Beware of Discovery: Eleventh Circuit Changes Course on Whether Discovery Material Counts on a 9(b) Motion
Defendants moving to dismiss amended complaints under Rule 9(b) often confront the issue of whether a plaintiff can leverage and cite to materials obtained in discovery in order to meet that rule’s pleading standards. Last week, in United States ex rel. Sedona Partners LLC v. Able Moving & Storage Inc., No. 22-13340 (11th Cir. July 25, 2025), the Eleventh Circuit held that plaintiffs could do just that, and consequently reversed an unpublished decision from the circuit in 2019 that held the exact opposite.
In 2019, an Eleventh Circuit panel in Bingham v. HCA, Inc., 783 F. App’x 868, (11th Cir. 2019), affirmed the district court’s decision to strike information in an amended complaint that relator learned through discovery after filing his initial complaint. The Bingham panel reasoned that striking discovery material would discourage plaintiffs from bringing actions that may only be supported through discovery, and thereby harming defendants’ reputations.
The Sedona Partners panel, however, stated that Bingham was neither binding nor persuasive because it was an unpublished decision. The court further noted that Rule 9(b) contained “no restriction on the source of the information that may be used to satisfy the rule.” In its view, barring discovery materials from being considered would “conflict with the Supreme Court’s warnings to federal courts to abstain from supplementing the Federal Rules of Civil Procedure.”
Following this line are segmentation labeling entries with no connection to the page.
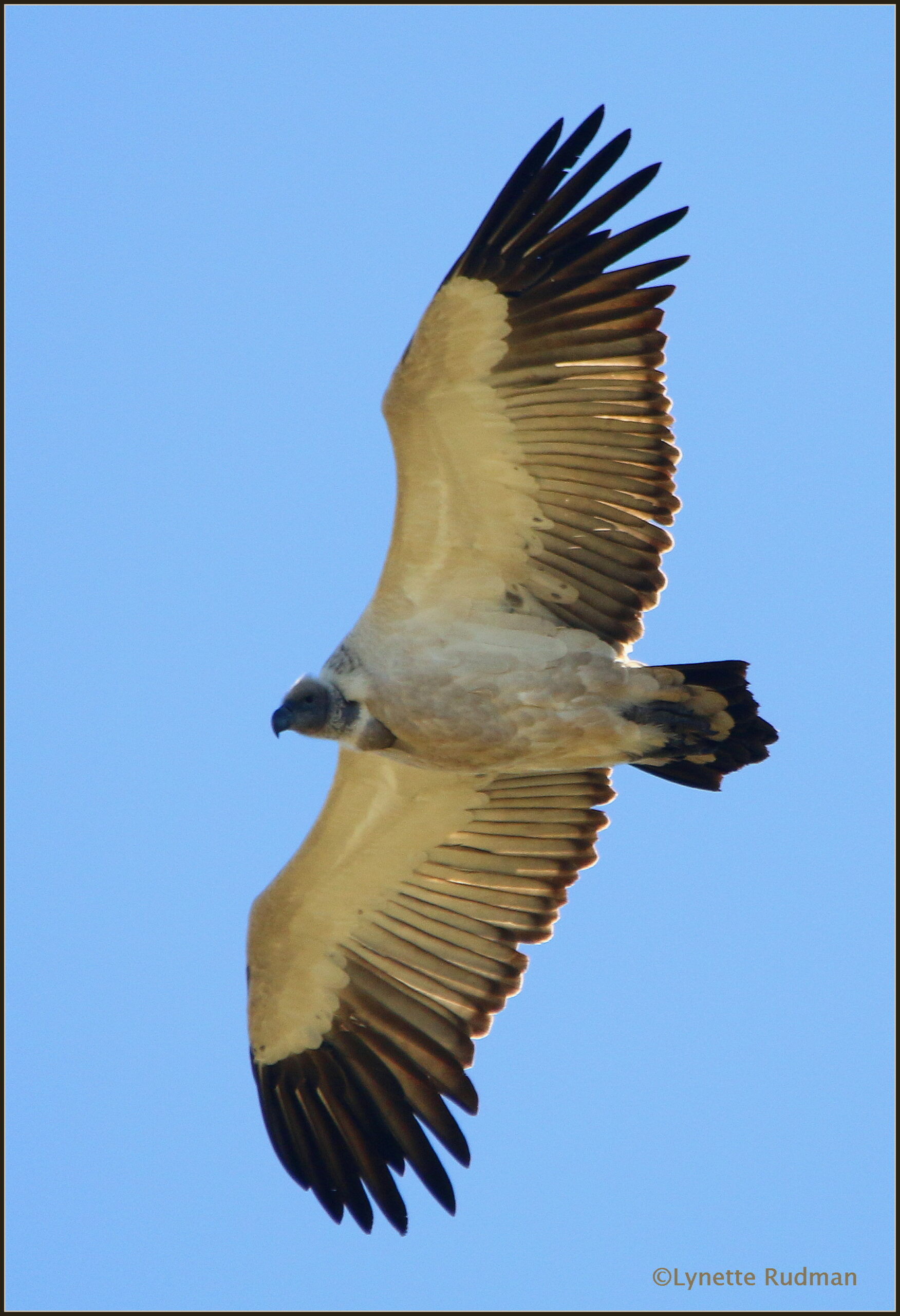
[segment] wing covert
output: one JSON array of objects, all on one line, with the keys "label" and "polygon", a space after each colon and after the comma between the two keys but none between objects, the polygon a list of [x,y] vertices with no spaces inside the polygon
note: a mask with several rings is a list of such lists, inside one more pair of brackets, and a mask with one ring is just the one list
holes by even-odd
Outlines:
[{"label": "wing covert", "polygon": [[[596,858],[605,769],[425,771],[343,750],[329,800],[254,904],[253,1070],[283,1166],[334,1220],[401,1233],[408,1163],[454,1211],[424,1129],[461,1163],[450,1101],[475,1113],[472,1038],[518,991],[520,942],[546,941]],[[371,1200],[370,1200],[371,1199]]]},{"label": "wing covert", "polygon": [[397,515],[374,615],[457,607],[530,612],[618,653],[664,587],[679,500],[659,304],[645,287],[687,257],[609,266],[684,209],[596,229],[659,166],[574,208],[629,133],[570,170],[603,111],[554,151],[561,124],[516,170],[445,279],[395,371],[384,411]]}]

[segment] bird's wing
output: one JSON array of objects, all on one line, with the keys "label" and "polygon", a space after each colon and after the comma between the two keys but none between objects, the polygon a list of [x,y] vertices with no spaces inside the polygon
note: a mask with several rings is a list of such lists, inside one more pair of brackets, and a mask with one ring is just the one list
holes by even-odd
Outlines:
[{"label": "bird's wing", "polygon": [[395,371],[397,515],[375,620],[411,605],[537,612],[621,651],[664,586],[679,454],[658,303],[674,288],[642,284],[687,257],[608,267],[686,209],[595,232],[650,166],[570,215],[628,143],[567,178],[601,117],[554,154],[561,121],[525,157]]},{"label": "bird's wing", "polygon": [[266,1128],[329,1215],[401,1233],[391,1170],[438,1202],[453,1187],[425,1125],[463,1165],[443,1103],[476,1096],[472,1038],[518,991],[517,942],[546,941],[596,858],[609,771],[425,771],[342,750],[309,837],[259,896],[249,940],[250,1040]]}]

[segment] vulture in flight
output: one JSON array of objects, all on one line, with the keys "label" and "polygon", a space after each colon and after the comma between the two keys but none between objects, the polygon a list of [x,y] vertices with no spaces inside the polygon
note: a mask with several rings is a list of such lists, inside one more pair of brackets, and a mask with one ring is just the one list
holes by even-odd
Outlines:
[{"label": "vulture in flight", "polygon": [[628,657],[679,507],[653,280],[687,257],[621,262],[686,211],[603,228],[658,164],[578,209],[629,141],[574,171],[601,118],[528,153],[422,316],[378,590],[272,716],[341,750],[253,907],[253,1073],[287,1173],[366,1232],[374,1203],[405,1233],[407,1163],[454,1211],[429,1134],[468,1163],[446,1103],[475,1113],[474,1038],[595,862],[611,769],[716,791],[776,738],[745,662]]}]

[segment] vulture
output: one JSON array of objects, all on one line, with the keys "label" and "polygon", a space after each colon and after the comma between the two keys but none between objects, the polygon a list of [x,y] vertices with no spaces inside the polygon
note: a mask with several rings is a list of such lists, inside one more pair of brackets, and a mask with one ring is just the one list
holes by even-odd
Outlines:
[{"label": "vulture", "polygon": [[474,1040],[596,859],[630,763],[717,791],[767,757],[745,662],[629,658],[666,579],[679,451],[655,283],[621,262],[686,209],[603,228],[654,178],[582,203],[629,133],[562,120],[491,205],[403,354],[397,465],[372,601],[276,734],[339,742],[309,836],[253,905],[251,1066],[282,1165],[329,1216],[400,1233],[407,1163],[454,1212]]}]

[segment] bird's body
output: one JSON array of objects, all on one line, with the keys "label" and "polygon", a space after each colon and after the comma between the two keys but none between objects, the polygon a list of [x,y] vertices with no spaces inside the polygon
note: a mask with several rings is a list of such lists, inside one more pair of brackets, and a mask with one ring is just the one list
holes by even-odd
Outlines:
[{"label": "bird's body", "polygon": [[[662,312],[686,258],[609,271],[672,212],[568,217],[621,134],[566,178],[596,112],[538,142],[445,279],[384,399],[397,512],[375,597],[272,719],[341,742],[309,837],[251,916],[250,1036],[283,1165],[341,1219],[405,1230],[405,1162],[453,1209],[422,1125],[467,1163],[472,1038],[595,859],[609,769],[717,790],[767,754],[746,663],[630,659],[679,503]],[[563,182],[564,180],[564,182]]]}]

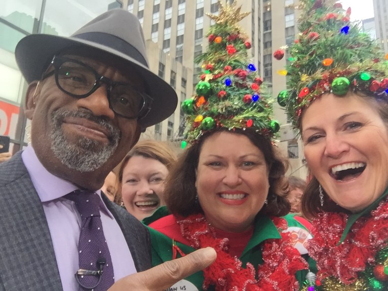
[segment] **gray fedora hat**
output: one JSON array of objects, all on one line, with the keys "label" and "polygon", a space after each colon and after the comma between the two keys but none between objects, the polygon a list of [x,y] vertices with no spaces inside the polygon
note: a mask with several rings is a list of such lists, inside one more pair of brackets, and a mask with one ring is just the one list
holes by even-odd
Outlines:
[{"label": "gray fedora hat", "polygon": [[143,32],[138,19],[123,9],[96,17],[69,37],[32,34],[22,38],[15,51],[16,62],[29,83],[40,79],[53,57],[75,46],[101,50],[128,63],[142,78],[147,93],[154,100],[148,114],[139,119],[145,128],[170,116],[176,108],[175,91],[149,68]]}]

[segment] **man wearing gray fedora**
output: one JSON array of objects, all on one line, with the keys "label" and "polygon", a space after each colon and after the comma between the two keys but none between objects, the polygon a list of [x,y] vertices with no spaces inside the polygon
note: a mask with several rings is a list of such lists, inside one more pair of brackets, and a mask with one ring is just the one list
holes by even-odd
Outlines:
[{"label": "man wearing gray fedora", "polygon": [[147,229],[100,190],[177,105],[136,17],[113,10],[70,37],[31,35],[15,55],[32,140],[0,164],[0,290],[163,290],[211,263],[207,249],[145,271]]}]

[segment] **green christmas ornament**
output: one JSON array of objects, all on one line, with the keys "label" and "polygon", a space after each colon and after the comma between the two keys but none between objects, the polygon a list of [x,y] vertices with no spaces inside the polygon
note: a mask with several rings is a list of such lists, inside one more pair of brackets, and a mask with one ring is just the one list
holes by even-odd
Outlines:
[{"label": "green christmas ornament", "polygon": [[373,291],[383,290],[384,288],[383,283],[375,278],[373,278],[370,280],[369,285],[372,287],[371,290]]},{"label": "green christmas ornament", "polygon": [[331,89],[335,95],[345,95],[348,92],[350,82],[347,78],[339,77],[333,80],[331,83]]},{"label": "green christmas ornament", "polygon": [[280,125],[276,120],[272,120],[270,123],[270,126],[271,127],[271,131],[273,133],[276,133],[280,129]]},{"label": "green christmas ornament", "polygon": [[198,96],[207,96],[210,93],[211,87],[210,84],[206,81],[202,81],[197,84],[196,91]]},{"label": "green christmas ornament", "polygon": [[194,113],[194,100],[186,99],[182,103],[182,111],[186,114],[192,114]]},{"label": "green christmas ornament", "polygon": [[202,122],[201,124],[202,128],[205,130],[210,130],[211,129],[213,129],[215,125],[215,122],[214,121],[214,119],[210,116],[205,117],[203,120],[202,120]]},{"label": "green christmas ornament", "polygon": [[360,74],[360,78],[363,81],[368,81],[371,79],[371,74],[366,72],[362,72]]},{"label": "green christmas ornament", "polygon": [[282,107],[285,107],[287,105],[287,99],[288,94],[286,90],[283,90],[278,95],[278,103]]}]

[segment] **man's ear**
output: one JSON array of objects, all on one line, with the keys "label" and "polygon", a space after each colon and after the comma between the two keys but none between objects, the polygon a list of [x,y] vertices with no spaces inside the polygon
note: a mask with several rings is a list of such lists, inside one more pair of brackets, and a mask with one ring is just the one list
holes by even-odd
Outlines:
[{"label": "man's ear", "polygon": [[40,91],[39,84],[39,81],[33,81],[30,83],[27,88],[24,111],[26,117],[29,119],[32,119],[35,110],[35,99],[40,93],[38,92]]}]

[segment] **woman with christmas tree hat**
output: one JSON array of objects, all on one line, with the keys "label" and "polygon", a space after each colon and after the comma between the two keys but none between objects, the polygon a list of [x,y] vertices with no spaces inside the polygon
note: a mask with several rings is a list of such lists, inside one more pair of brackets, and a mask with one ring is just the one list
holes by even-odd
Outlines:
[{"label": "woman with christmas tree hat", "polygon": [[153,263],[207,246],[217,259],[170,289],[299,290],[308,268],[293,247],[284,196],[285,165],[271,141],[279,129],[255,66],[250,43],[237,23],[234,2],[219,15],[199,57],[204,74],[183,102],[191,146],[169,173],[165,189],[172,213],[148,219]]},{"label": "woman with christmas tree hat", "polygon": [[388,56],[350,22],[350,8],[300,2],[289,90],[278,100],[313,176],[302,210],[319,271],[305,290],[387,290]]}]

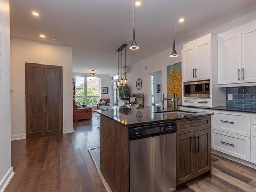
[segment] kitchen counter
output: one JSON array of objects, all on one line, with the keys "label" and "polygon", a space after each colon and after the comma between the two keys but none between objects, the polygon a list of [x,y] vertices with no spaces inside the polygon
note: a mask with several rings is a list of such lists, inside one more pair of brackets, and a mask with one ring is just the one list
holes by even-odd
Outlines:
[{"label": "kitchen counter", "polygon": [[[184,110],[176,111],[168,108],[161,110],[160,108],[155,106],[139,109],[116,106],[95,110],[96,112],[126,126],[172,121],[213,114],[209,113],[198,112],[185,115],[173,115],[173,114],[162,113],[173,111],[186,112]],[[187,112],[191,113],[191,112]]]},{"label": "kitchen counter", "polygon": [[188,108],[209,109],[212,110],[226,110],[226,111],[234,111],[241,112],[248,112],[248,113],[256,113],[256,108],[236,108],[232,106],[197,106],[190,105],[179,105],[179,106],[185,106]]}]

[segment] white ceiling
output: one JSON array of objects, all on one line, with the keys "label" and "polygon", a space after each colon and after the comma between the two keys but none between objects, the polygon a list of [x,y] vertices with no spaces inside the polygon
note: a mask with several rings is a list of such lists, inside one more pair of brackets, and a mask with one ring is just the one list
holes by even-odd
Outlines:
[{"label": "white ceiling", "polygon": [[[72,46],[73,71],[116,71],[115,51],[132,38],[132,0],[11,0],[12,37]],[[172,47],[172,1],[141,0],[135,10],[136,41],[127,63]],[[255,0],[177,0],[176,44],[256,10]],[[37,11],[39,17],[31,15]],[[185,21],[178,24],[178,19]],[[44,33],[46,38],[39,37]],[[58,41],[53,41],[53,38]]]}]

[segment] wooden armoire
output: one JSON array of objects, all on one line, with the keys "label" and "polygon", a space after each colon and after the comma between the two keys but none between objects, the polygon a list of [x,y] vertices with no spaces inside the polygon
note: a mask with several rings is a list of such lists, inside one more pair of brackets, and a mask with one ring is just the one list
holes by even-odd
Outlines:
[{"label": "wooden armoire", "polygon": [[63,132],[62,67],[25,63],[26,138]]}]

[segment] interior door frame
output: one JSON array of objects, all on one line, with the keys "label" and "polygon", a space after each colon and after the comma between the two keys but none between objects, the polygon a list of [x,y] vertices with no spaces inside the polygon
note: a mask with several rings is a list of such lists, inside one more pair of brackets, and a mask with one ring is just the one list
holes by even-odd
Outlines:
[{"label": "interior door frame", "polygon": [[[39,63],[28,63],[28,62],[25,62],[25,101],[26,101],[26,103],[25,103],[25,111],[26,111],[26,113],[25,113],[25,116],[26,116],[26,138],[27,139],[29,137],[31,137],[31,137],[33,137],[33,136],[41,136],[41,135],[49,135],[49,134],[54,134],[54,133],[61,133],[61,134],[63,134],[63,66],[57,66],[57,65],[44,65],[44,64],[39,64]],[[60,106],[60,108],[61,108],[61,111],[62,112],[61,113],[61,117],[60,117],[61,118],[61,130],[60,131],[54,131],[54,132],[47,132],[47,133],[38,133],[38,134],[33,134],[33,135],[29,135],[28,134],[28,115],[27,114],[28,114],[28,95],[27,95],[27,93],[28,93],[28,86],[27,86],[27,84],[28,84],[28,80],[29,79],[28,79],[28,72],[27,72],[27,70],[28,70],[28,68],[29,68],[29,67],[32,67],[32,66],[44,66],[44,67],[45,67],[45,66],[50,66],[51,67],[57,67],[57,68],[61,68],[61,88],[60,88],[60,91],[61,91],[61,106]],[[44,76],[45,77],[45,76],[46,76],[46,70],[45,70],[45,69],[44,69]],[[46,83],[46,82],[45,82],[45,82],[44,82],[44,83],[45,83],[45,95],[46,94],[46,85],[45,85],[45,83]],[[45,118],[45,116],[46,116],[46,111],[45,111],[45,106],[44,107],[45,108],[45,110],[44,110],[44,116],[45,117],[44,118]],[[45,122],[45,124],[44,124],[44,126],[46,126],[46,122]]]}]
The court also rejected defendants’ policy arguments that the holding would encourage frivolous suits that (1) allow a relator to circumvent Rule 9(b) requirements by leveraging discovery material and (2) fail to apprise defendants of their precise misconduct with which they are charged. Instead, the court found that defendants’ “policy arguments cannot supersede the clear … text of the rule.” Thus, the Eleventh Circuit remanded to the district court to consider whether the relator met Rule 9(b), considering the discovery-based information.
As courts routinely often allow plaintiffs to amend a complaint that is dismissal-worthy, this decision highlights the importance of defendants seeking to prevent discovery until motions to dismiss all amended complaints are resolved. We at Qui Notes will be watching to see how this decision will have an effect on FCA suits.